Cette péricope est propre à Luc, et nous rappelle celle où la famille de Jésus voulait le 'voir' (chez Marc, se saisir de lui et le ramener chez eux, pour faire cesser ce qu'ils considéraient comme un scandale). Chez Marc, c'est d'ailleurs à ce moment-là, après la controverse avec les pharisiens sur le sujet de savoir si Jésus ne serait pas un affidé de Béelzeboul, que se situe l'épisode avec sa famille. Ce n'est donc pas un hasard si notre péricope du jour se retrouve, chez Luc, à ce même moment. Luc a pourtant aussi l'épisode avec la famille de Jésus, mais il l'a placé dans un contexte assez arbitraire, comme s'il avait voulu brouiller complètement tout lien possible entre le soupçon que Jésus agisse sous l'influence d'un démon, et sa famille, contrairement à ce que Marc laisse clairement comprendre. Notre péricope est donc vraisemblablement une invention de Luc, destinée à ce que la réponse "Plutôt heureux..." puisse s'appliquer aussi (surtout ?) à Marie. Il faut se rappeler en effet l'évangile de l'enfance, lorsque Jésus était resté au Temple pour discuter avec les docteurs de la Loi (Luc 2, 41-52), et qu'il dit à ses parents : "Ne saviez-vous pas que je dois être aux affaires de mon Père ?" Luc précise alors qu'ils ne comprennent pas cette parole, mais que Marie la garde dans son cœur ! Il n'y a pas de hasard, chez Luc. La formule que nous avons aujourd'hui "ceux qui entendent la Parole et la gardent" est une allusion directe à cet épisode de l'enfance. Luc parle ici en premier de Marie.

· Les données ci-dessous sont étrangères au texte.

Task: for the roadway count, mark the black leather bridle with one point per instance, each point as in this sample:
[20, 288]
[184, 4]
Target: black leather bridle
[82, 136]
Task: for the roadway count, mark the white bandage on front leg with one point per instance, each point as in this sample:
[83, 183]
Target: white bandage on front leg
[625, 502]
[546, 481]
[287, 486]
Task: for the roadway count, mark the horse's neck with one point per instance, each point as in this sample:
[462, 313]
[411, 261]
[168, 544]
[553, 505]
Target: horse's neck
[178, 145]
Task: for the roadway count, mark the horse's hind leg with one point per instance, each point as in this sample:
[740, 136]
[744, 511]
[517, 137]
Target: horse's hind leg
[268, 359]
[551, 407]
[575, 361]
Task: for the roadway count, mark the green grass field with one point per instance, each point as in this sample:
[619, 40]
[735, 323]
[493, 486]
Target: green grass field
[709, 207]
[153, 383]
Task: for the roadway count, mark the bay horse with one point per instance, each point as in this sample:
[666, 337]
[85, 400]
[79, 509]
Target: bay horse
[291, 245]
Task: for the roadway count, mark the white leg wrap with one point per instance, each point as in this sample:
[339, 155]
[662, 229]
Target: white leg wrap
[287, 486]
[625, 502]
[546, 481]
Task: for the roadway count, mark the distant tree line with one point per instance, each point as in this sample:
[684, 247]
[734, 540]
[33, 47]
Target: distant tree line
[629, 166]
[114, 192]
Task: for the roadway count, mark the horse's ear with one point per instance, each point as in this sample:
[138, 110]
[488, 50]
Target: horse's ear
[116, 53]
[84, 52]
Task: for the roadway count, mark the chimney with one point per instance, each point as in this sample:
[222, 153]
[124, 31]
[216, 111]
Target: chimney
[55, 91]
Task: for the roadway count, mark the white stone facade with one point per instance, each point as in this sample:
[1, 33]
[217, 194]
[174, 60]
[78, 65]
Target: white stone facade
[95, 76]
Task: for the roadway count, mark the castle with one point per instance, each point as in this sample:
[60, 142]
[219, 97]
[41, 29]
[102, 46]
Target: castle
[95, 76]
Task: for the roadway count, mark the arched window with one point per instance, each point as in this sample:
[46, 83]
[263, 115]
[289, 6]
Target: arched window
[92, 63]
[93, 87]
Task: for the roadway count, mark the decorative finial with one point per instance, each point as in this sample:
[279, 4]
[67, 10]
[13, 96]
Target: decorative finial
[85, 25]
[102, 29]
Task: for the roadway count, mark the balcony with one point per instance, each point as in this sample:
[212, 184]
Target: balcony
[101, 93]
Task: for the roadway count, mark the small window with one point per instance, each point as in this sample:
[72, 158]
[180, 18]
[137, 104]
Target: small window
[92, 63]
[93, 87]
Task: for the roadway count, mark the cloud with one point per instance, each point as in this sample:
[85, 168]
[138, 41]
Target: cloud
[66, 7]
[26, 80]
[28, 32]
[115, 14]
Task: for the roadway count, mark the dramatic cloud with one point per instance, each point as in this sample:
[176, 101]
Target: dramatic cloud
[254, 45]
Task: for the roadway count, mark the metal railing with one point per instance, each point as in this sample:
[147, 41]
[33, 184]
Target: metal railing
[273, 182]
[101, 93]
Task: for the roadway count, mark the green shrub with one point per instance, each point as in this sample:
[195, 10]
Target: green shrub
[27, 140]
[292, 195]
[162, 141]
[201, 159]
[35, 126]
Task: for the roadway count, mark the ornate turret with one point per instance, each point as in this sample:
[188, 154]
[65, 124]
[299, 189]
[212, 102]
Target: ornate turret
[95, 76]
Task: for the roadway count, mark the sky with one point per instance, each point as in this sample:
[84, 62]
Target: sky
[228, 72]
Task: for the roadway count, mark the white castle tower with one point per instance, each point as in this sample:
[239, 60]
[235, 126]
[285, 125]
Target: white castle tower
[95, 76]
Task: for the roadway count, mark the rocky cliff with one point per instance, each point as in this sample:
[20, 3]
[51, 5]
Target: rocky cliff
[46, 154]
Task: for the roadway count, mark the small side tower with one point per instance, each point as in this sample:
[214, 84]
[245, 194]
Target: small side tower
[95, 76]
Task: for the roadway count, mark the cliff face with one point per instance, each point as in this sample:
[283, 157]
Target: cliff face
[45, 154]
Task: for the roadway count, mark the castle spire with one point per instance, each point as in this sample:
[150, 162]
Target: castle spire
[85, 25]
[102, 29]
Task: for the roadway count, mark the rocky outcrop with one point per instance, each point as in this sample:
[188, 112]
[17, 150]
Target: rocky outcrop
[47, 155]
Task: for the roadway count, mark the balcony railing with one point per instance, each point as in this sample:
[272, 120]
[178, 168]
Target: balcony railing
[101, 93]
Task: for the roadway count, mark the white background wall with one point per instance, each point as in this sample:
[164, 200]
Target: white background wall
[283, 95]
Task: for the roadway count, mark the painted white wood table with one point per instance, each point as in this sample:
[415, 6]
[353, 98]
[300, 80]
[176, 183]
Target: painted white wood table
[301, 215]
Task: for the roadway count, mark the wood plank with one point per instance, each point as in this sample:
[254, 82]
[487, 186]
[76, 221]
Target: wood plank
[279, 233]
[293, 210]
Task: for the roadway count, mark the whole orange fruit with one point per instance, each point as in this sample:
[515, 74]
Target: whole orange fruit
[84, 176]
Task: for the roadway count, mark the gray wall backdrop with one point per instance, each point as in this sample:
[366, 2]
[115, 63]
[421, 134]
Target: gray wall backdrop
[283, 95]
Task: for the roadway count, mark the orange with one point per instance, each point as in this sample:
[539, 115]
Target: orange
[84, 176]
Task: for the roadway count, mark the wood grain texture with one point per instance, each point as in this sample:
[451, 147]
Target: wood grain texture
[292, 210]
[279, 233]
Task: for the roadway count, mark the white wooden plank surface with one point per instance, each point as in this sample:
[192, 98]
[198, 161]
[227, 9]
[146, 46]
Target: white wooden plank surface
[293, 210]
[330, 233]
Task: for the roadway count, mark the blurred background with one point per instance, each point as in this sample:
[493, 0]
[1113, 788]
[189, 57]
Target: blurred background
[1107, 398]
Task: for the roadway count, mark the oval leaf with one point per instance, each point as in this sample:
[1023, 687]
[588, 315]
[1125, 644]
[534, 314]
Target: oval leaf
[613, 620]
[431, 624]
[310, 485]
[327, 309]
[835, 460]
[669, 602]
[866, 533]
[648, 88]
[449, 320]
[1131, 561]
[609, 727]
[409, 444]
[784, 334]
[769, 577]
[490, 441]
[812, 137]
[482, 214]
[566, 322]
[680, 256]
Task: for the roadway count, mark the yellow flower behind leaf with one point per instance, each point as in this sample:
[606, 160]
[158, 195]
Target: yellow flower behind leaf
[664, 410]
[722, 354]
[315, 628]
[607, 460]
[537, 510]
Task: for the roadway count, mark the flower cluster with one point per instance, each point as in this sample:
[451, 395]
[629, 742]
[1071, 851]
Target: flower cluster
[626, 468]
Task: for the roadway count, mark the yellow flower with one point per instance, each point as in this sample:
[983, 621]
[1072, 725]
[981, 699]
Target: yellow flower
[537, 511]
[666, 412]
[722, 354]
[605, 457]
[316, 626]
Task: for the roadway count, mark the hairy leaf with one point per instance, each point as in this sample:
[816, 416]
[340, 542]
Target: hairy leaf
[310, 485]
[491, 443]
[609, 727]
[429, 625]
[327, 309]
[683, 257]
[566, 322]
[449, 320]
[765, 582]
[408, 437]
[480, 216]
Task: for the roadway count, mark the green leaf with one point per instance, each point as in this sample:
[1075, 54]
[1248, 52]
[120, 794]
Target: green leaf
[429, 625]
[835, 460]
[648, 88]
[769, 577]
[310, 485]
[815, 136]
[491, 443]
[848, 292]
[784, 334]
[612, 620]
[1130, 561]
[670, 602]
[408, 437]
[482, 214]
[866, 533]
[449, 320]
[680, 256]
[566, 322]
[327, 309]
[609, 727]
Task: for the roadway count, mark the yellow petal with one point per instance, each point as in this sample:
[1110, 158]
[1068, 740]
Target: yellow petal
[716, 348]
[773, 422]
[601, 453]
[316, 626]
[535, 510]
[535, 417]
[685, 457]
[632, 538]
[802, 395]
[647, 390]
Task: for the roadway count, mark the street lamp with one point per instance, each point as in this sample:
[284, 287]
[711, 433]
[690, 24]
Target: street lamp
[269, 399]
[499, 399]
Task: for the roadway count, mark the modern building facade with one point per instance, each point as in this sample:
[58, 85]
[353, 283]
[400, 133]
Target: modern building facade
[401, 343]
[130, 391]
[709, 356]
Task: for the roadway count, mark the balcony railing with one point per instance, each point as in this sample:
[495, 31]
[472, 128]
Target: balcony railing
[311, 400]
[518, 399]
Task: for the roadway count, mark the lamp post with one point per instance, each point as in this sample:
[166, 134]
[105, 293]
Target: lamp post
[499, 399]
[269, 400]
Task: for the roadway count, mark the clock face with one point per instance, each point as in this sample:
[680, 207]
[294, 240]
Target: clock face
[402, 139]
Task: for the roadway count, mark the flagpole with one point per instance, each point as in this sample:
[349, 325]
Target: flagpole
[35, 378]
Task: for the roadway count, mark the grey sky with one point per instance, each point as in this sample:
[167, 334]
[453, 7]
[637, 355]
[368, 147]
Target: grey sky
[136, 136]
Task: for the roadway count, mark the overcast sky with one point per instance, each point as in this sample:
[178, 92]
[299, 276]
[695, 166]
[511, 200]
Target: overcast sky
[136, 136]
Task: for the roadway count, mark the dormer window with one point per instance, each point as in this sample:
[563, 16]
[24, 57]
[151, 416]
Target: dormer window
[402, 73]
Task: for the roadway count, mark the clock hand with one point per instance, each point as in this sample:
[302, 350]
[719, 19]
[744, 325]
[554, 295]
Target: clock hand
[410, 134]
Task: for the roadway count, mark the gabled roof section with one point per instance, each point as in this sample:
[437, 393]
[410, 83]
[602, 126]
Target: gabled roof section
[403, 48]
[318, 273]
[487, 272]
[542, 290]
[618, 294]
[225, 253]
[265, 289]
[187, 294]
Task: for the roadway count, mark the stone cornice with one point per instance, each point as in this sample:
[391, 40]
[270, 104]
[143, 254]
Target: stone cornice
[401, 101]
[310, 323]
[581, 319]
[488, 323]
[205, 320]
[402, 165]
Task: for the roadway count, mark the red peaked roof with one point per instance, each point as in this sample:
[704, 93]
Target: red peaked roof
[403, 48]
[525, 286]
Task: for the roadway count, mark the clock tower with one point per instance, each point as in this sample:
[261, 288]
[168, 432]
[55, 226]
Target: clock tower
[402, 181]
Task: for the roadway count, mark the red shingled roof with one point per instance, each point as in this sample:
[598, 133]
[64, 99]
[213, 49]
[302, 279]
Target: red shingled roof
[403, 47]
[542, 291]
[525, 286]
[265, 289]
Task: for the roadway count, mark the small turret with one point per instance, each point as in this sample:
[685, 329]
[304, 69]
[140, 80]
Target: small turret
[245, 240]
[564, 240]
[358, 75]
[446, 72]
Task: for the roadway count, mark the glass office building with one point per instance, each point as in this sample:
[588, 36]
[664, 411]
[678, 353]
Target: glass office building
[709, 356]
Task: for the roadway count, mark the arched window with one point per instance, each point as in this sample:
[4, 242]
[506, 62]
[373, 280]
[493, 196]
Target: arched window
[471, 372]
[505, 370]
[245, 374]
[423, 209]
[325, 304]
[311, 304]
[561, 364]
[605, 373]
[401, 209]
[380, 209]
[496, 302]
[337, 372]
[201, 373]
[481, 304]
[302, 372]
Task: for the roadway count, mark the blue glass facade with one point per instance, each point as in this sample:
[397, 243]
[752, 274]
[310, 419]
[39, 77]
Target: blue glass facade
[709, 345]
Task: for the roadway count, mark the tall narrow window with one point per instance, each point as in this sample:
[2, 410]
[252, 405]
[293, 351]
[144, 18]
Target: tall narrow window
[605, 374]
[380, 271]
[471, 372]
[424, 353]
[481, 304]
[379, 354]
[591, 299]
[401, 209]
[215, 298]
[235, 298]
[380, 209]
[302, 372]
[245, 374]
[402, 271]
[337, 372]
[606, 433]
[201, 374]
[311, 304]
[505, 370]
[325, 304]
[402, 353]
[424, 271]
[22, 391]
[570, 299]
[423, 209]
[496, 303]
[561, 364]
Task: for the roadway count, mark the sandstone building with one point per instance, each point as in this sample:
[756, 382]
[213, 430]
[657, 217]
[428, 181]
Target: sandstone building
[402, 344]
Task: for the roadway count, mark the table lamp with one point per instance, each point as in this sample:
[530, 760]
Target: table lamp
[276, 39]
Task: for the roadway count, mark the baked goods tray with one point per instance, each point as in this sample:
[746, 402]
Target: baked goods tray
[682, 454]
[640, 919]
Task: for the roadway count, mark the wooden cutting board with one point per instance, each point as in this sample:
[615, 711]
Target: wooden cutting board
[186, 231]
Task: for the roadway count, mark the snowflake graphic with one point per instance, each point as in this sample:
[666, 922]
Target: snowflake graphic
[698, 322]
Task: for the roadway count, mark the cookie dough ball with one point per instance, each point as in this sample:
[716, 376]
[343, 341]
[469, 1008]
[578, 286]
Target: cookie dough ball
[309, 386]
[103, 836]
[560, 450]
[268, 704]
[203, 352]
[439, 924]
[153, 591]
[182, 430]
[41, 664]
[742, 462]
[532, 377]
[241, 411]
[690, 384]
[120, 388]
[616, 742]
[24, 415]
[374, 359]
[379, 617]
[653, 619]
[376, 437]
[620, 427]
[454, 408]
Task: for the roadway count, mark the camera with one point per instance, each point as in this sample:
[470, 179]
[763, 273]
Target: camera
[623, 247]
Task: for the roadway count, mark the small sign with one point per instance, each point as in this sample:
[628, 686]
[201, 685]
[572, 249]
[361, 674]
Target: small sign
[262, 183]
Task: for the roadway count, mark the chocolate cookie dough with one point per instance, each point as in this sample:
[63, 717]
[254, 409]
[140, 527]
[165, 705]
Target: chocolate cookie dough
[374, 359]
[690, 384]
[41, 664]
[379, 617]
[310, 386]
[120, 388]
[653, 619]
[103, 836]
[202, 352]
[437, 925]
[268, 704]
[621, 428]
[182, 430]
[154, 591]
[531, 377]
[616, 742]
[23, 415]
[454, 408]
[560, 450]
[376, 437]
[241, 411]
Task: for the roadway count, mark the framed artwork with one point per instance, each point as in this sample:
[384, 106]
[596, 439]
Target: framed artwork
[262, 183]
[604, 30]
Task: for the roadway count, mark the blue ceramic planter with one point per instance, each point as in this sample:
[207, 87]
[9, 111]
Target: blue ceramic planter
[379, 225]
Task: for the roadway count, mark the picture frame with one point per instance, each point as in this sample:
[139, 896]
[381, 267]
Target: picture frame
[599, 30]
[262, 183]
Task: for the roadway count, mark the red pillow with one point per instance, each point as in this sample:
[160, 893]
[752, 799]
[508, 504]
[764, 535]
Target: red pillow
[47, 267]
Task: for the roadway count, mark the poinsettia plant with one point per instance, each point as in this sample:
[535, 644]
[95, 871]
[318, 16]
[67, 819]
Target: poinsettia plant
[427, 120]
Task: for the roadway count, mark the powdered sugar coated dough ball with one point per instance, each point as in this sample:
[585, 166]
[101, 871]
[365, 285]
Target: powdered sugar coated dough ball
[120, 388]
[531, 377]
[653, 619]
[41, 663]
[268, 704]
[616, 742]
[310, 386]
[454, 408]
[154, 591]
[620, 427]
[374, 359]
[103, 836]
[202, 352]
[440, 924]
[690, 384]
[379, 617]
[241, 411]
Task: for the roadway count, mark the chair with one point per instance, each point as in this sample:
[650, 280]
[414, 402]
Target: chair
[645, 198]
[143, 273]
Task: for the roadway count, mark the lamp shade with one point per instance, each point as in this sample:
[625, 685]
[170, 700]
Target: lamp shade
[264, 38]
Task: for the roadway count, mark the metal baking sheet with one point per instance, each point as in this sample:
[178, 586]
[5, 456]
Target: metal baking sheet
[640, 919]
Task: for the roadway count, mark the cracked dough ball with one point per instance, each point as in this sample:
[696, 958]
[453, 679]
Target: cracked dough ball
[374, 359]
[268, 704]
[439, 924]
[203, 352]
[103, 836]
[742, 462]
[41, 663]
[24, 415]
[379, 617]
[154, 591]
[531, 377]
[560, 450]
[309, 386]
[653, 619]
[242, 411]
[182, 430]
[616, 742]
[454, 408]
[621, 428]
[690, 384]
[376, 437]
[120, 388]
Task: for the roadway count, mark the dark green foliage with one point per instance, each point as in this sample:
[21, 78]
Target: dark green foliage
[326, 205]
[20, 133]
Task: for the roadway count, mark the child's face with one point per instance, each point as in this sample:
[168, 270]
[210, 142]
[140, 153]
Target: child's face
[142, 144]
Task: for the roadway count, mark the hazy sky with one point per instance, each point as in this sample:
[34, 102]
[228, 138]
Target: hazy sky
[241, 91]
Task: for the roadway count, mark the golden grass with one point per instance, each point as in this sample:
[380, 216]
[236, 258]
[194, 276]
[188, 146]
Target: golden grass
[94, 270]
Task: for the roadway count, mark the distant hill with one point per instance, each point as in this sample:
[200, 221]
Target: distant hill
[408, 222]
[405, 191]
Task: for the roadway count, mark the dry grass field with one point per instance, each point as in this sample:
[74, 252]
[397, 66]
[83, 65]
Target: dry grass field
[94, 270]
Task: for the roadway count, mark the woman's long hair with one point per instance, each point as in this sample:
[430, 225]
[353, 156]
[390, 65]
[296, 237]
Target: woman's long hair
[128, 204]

Et ainsi peut s'expliquer que Luc n'ait de plus volontairement parlé que du ventre et des seins de Marie, sans parler d'elle en tant que personne, pour accentuer le contraste entre la mère biologique réduite à ses organes dédiés, et la femme, personne humaine à part entière, définie pour elle-même et non dans son seul rôle d'épouse ou de mère, qui a su entendre et accueillir le salut. Il s'agit là, bien sûr, de l'icône que Luc a construite pour Marie, icône qui sera adoptée par la suite par le christianisme sans se poser de questions, et que la recherche historique conteste fortement. La réalité est celle décrite par Marc, Marie, comme les frères de Jésus, le prenaient pour un fou, et rien ne permet de penser qu'ils aient changé d'avis avant sa mort. Ensuite, on les retrouve par contre dirigeant, comme une affaire familiale, la communauté des juifs de Jérusalem qui sont partisans que Jésus a été le Messie. On ne sait pas comment ils ont été convaincus, si c'est d'eux-mêmes qu'ils ont cru à la résurrection ou si c'est suite à des argumentations des anciens disciples qui y avaient d'abord cru eux-mêmes. On ne sait pas non plus quels besoins avaient poussé cette communauté à se placer ainsi sous l'autorité de la famille biologique de Jésus. Ce qui semble certain, c'est que, tant les communautés pauliniennes, que la communauté johannique, ont éprouvé le besoin de récupérer ce leadership pour leur propre compte, eux aussi, et que ce sont les seules raison qui ont poussé, d'une part Luc à construire son image d'une Marie "gardant tout dans son cœur", et d'autre part Jean à prétendre à une filiation spirituelle ordonnée par Jésus lui-même sur la croix.